Me, I turned out to be a pretty fair ballplayer. I have a lot of people to thank for that, including my parents, my beautiful wife, my coaches, my teammates, the owners of the Yankees, and, of course, the fans. You probably heard that I gave a speech at Yankee Stadium when I found out I was sick…that I was…dying…I said I considered myself the luckiest man on the face of the earth. Well, I wasn’t saying I was lucky to get this disease, this amyotrophic lateral sclerosis. Nobody’s lucky to get sick. I was saying I was lucky to have had a good life, lucky to have parents and a wife who love me, lucky to have played baseball. Mostly, I guess I was lucky to be strong. But here’s what I’ve learned, now that this disease has got me behind in the count no balls and two strikes: I learned that it’s not really muscles that make you strong. I learned that it’s how you face a challenge—like how my parents faced the challenge of losing three kids, or how my wife is facing the challenge of losing me…
I hit some balls pretty hard in my day, and I suppose that did take a kind of strength. But hitting a baseball doesn’t make a man a hero. There are a whole lot of people out there as sick as I am, people with ALS and all kinds of other diseases. They’re not giving up. They’re meeting every day head on, still swinging for the fences with everything they’ve got.

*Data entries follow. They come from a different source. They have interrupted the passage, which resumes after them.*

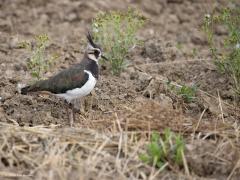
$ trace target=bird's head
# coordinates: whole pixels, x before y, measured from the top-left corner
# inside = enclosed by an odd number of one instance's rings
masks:
[[[93,41],[93,37],[88,32],[87,34],[88,46],[87,46],[87,56],[89,59],[98,62],[100,58],[104,58],[107,60],[105,56],[102,55],[102,49],[99,45],[95,44]]]

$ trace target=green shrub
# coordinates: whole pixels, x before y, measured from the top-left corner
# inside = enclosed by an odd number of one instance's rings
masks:
[[[54,64],[58,56],[46,56],[46,46],[48,45],[49,38],[46,34],[38,35],[34,38],[33,45],[30,42],[24,41],[20,47],[26,48],[30,52],[30,57],[27,62],[27,68],[31,76],[35,80],[43,78],[44,74]]]
[[[224,26],[227,30],[223,46],[217,47],[214,29]],[[237,96],[240,96],[240,7],[223,8],[219,14],[206,15],[204,31],[207,34],[210,51],[218,70],[232,80]],[[222,37],[221,37],[222,38]]]
[[[180,135],[175,135],[169,129],[165,129],[163,137],[156,132],[151,135],[151,141],[147,145],[146,154],[139,156],[144,163],[154,165],[158,168],[166,164],[182,166],[185,145]]]
[[[145,22],[137,11],[99,13],[92,22],[94,39],[101,44],[105,56],[110,60],[112,73],[119,75],[126,67],[129,51],[140,41],[136,32]]]

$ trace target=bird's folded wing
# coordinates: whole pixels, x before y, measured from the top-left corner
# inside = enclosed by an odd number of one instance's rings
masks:
[[[50,91],[52,93],[65,93],[68,90],[82,87],[88,80],[88,74],[83,69],[72,68],[31,87],[30,91]]]

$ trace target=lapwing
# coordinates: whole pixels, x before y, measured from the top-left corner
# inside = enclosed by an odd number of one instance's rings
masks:
[[[88,45],[82,61],[76,65],[65,69],[46,80],[40,80],[23,87],[21,94],[29,92],[48,91],[58,97],[64,98],[71,107],[70,125],[73,125],[74,106],[73,100],[88,95],[96,85],[99,77],[100,58],[107,60],[102,55],[102,49],[95,44],[91,33],[87,34]]]

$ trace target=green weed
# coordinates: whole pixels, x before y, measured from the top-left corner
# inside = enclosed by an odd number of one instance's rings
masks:
[[[99,13],[92,22],[94,39],[102,45],[110,60],[112,73],[119,75],[127,66],[128,53],[141,44],[136,32],[144,25],[145,18],[137,11],[110,11]]]
[[[186,103],[191,103],[196,99],[196,93],[197,93],[196,85],[175,86],[175,85],[171,84],[170,81],[167,83],[167,85],[173,93],[180,96]]]
[[[219,25],[227,30],[221,47],[216,45],[214,32]],[[219,14],[206,15],[203,29],[218,70],[231,78],[233,89],[240,97],[240,8],[222,8]]]
[[[184,149],[183,138],[169,129],[165,129],[162,137],[156,132],[152,133],[146,154],[141,154],[139,158],[144,163],[158,168],[165,167],[169,163],[172,166],[181,167],[183,165]]]
[[[25,48],[30,52],[27,68],[35,80],[42,79],[44,74],[49,71],[58,58],[57,55],[51,56],[50,58],[47,57],[46,46],[48,43],[49,38],[46,34],[36,36],[33,43],[27,41],[20,43],[21,48]]]

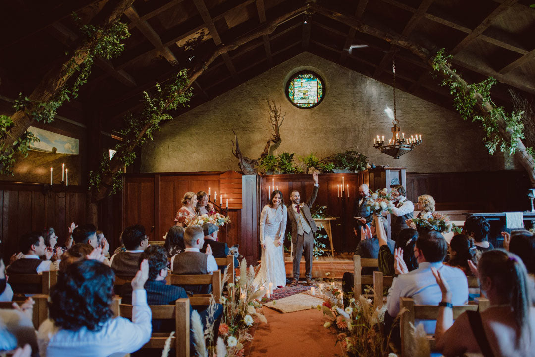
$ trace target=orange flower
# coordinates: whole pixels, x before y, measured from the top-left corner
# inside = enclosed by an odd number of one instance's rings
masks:
[[[219,325],[219,333],[223,335],[226,335],[228,333],[228,325],[225,323],[222,323]]]

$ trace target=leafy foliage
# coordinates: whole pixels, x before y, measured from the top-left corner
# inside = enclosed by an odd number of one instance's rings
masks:
[[[461,82],[462,79],[454,69],[449,69],[451,56],[441,49],[437,53],[433,62],[433,69],[445,75],[447,77],[442,85],[449,88],[453,95],[453,106],[464,120],[477,122],[485,134],[485,146],[491,154],[498,150],[509,155],[513,155],[517,148],[517,141],[524,138],[522,115],[524,112],[508,113],[503,107],[497,107],[491,98],[491,89],[498,81],[490,77],[480,83],[468,84]],[[479,99],[477,94],[481,95]],[[488,114],[483,114],[482,107],[492,109]],[[510,135],[506,135],[507,133]],[[533,156],[532,148],[526,149],[528,153]]]
[[[75,21],[79,19],[75,13],[73,14]],[[119,56],[124,49],[121,41],[130,36],[128,25],[120,21],[116,21],[109,28],[103,28],[90,25],[80,27],[82,33],[87,38],[98,38],[93,47],[83,50],[77,49],[72,54],[70,60],[64,65],[62,77],[70,79],[54,98],[46,102],[32,100],[22,93],[19,94],[15,100],[13,108],[16,112],[24,111],[27,115],[36,121],[50,123],[54,121],[57,110],[66,100],[75,98],[78,96],[80,87],[87,82],[91,73],[93,59],[100,57],[106,59]],[[68,55],[68,53],[66,53]],[[75,75],[77,75],[75,76]],[[7,119],[9,120],[8,120]],[[0,119],[0,139],[9,135],[9,130],[14,123],[10,117],[2,115]],[[13,174],[12,168],[15,163],[13,155],[20,152],[28,156],[29,145],[37,138],[31,133],[26,131],[13,143],[12,147],[0,147],[0,174]]]
[[[173,119],[167,111],[187,105],[193,95],[189,87],[188,72],[182,69],[178,72],[163,88],[159,83],[155,86],[154,96],[143,92],[144,109],[136,116],[129,113],[125,118],[124,129],[116,134],[126,137],[116,145],[117,151],[112,160],[118,160],[121,166],[128,166],[134,162],[135,153],[134,148],[142,145],[147,139],[152,139],[152,133],[159,129],[160,123]],[[144,131],[143,131],[144,130]],[[113,172],[109,155],[104,153],[98,171],[89,172],[89,189],[98,191],[104,175],[112,177],[112,188],[110,193],[115,193],[123,188],[121,172]]]

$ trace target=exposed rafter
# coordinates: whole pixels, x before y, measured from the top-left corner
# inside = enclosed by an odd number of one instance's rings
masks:
[[[147,21],[141,20],[134,6],[126,9],[125,14],[169,63],[173,65],[178,63],[178,60],[169,47],[162,42],[160,36]]]

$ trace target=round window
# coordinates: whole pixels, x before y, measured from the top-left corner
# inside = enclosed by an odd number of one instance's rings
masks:
[[[310,71],[297,72],[286,83],[286,96],[292,104],[301,109],[316,106],[325,95],[323,80]]]

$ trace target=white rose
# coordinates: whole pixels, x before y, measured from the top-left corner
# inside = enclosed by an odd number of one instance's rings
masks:
[[[250,315],[246,315],[245,317],[243,319],[243,323],[246,324],[247,326],[250,326],[254,322],[253,321],[253,317],[251,317]]]
[[[234,336],[228,336],[227,339],[227,344],[228,347],[234,347],[238,344],[238,340]]]

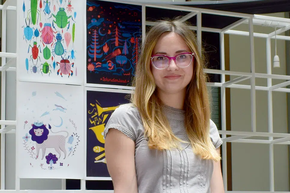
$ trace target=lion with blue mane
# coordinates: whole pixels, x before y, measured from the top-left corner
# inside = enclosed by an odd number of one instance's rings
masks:
[[[38,158],[39,149],[41,149],[42,153],[42,158],[43,159],[45,154],[47,148],[54,148],[56,151],[59,154],[58,158],[60,157],[61,151],[65,154],[64,159],[66,156],[65,150],[65,139],[69,135],[68,132],[66,131],[61,131],[54,132],[51,130],[51,126],[48,124],[48,129],[43,122],[35,122],[32,124],[32,128],[29,131],[29,134],[31,135],[31,140],[35,141],[36,149],[36,159]],[[50,131],[53,133],[65,132],[67,135],[65,137],[62,135],[49,135]]]

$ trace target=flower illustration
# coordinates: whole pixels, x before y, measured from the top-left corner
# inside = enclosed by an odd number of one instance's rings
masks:
[[[25,136],[22,137],[22,138],[25,140],[26,141],[28,141],[28,139],[30,138],[30,137],[28,136],[28,134],[26,133]]]
[[[74,141],[74,135],[71,135],[69,136],[68,138],[68,143],[69,144],[72,144],[73,142]]]

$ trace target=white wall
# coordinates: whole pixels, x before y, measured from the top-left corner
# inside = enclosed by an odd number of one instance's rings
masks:
[[[10,1],[9,5],[16,6],[17,1]],[[20,1],[19,1],[20,2]],[[7,11],[7,51],[15,53],[16,46],[16,16],[15,11]],[[20,28],[20,31],[22,28]],[[26,49],[28,48],[25,48]],[[7,60],[8,61],[9,59]],[[14,67],[16,67],[16,65]],[[8,72],[6,75],[6,120],[16,120],[16,74]],[[5,186],[7,189],[15,189],[15,135],[6,135]],[[20,189],[61,189],[61,180],[23,179],[20,181]]]
[[[284,13],[267,15],[284,17]],[[248,31],[247,25],[234,29]],[[274,29],[255,26],[254,32],[269,33]],[[255,70],[267,73],[266,39],[254,39]],[[285,75],[285,41],[277,40],[277,52],[280,67],[272,68],[273,74]],[[230,67],[231,70],[249,72],[250,61],[248,37],[230,36]],[[272,58],[275,55],[275,40],[271,41]],[[237,77],[232,77],[234,78]],[[273,85],[282,82],[273,80]],[[249,81],[244,83],[249,83]],[[256,79],[256,85],[267,86],[265,79]],[[273,131],[287,133],[286,94],[273,92]],[[256,91],[257,131],[268,131],[267,94],[266,91]],[[231,89],[231,130],[251,131],[251,101],[250,90]],[[260,138],[259,139],[263,139]],[[270,177],[269,145],[232,143],[233,191],[269,191]],[[275,190],[289,191],[289,158],[288,146],[274,146]]]

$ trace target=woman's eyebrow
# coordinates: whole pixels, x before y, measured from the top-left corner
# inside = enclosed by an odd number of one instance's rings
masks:
[[[180,53],[183,52],[188,52],[187,50],[186,50],[185,49],[181,49],[179,50],[178,50],[175,52],[175,53],[177,54],[178,53]],[[154,54],[164,54],[164,55],[166,55],[167,54],[166,52],[157,52],[156,53]]]

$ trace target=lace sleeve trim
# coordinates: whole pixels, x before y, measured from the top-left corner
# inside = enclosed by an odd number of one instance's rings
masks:
[[[218,140],[216,144],[215,145],[214,147],[216,147],[216,149],[217,149],[219,147],[222,145],[222,140],[220,138],[219,139],[219,140]]]
[[[104,137],[105,138],[106,135],[109,131],[109,129],[111,128],[113,128],[119,130],[122,133],[128,137],[133,141],[135,140],[135,136],[133,133],[128,129],[119,124],[116,123],[112,123],[109,125],[108,126],[106,126],[107,128],[104,131]]]

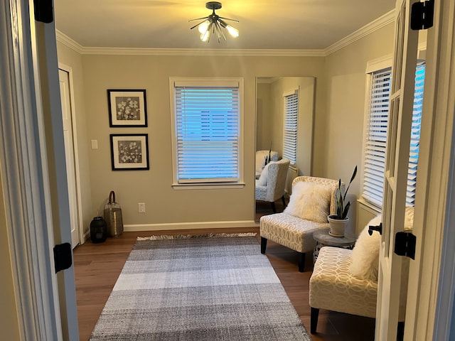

To fight on through disaster, to dedicate your final days to the loved ones you will soon leave behind, and to believe in yourself when you have nothing left but that will to believe…that is the greatest strength I know.
Thank you.
As Lou Gehrig’s biographer, I feel a responsibility to speak up for Lou and to share his story, and even to put words in his mouth from time to time. But the beautiful irony is that I really don’t have to because Chris Pendergast has carried on Gehrig’s legacy so bravely and so well.
Chris and I met in 2006 at Johns Hopkins University in Baltimore, where I had been invited to address scientists working on a cure for ALS. I said that day that I believed ALS would be cured in my lifetime. I still believe that. But I also pointed out, sadly, that Lou Gehrig had believed it, too, when he was diagnosed in 1939.
Gehrig’s story is the stuff of tragedy—baseball’s strongest man inflicted with a fatal disease that wore his muscles away. But there’s beauty in it, too, because the disease is forever linked to a man whose courage and optimism grew as his physical strength faded. Gehrig chose not to hide his illness from the public. He chose not to seek pity. He called himself “the luckiest man on the face of the earth” and meant it. And his courage proved contagious. He has inspired millions of people facing hardship to hold their heads high and to concentrate on what life has given them rather than what might be taken away.
In Blink Spoken Here: Tales from a Journey to Within, Chris shows he is a worthy heir to the Gehrig line. He may have Lou Gehrig’s disease, but he also has Lou Gehrig’s strength, Lou Gehrig’s love, and Lou Gehrig’s hope. To read his story is to share that strength, that love and that hope.
Jonathan Eig is the author of Luckiest Man: The Life and Death of Lou Gehrig.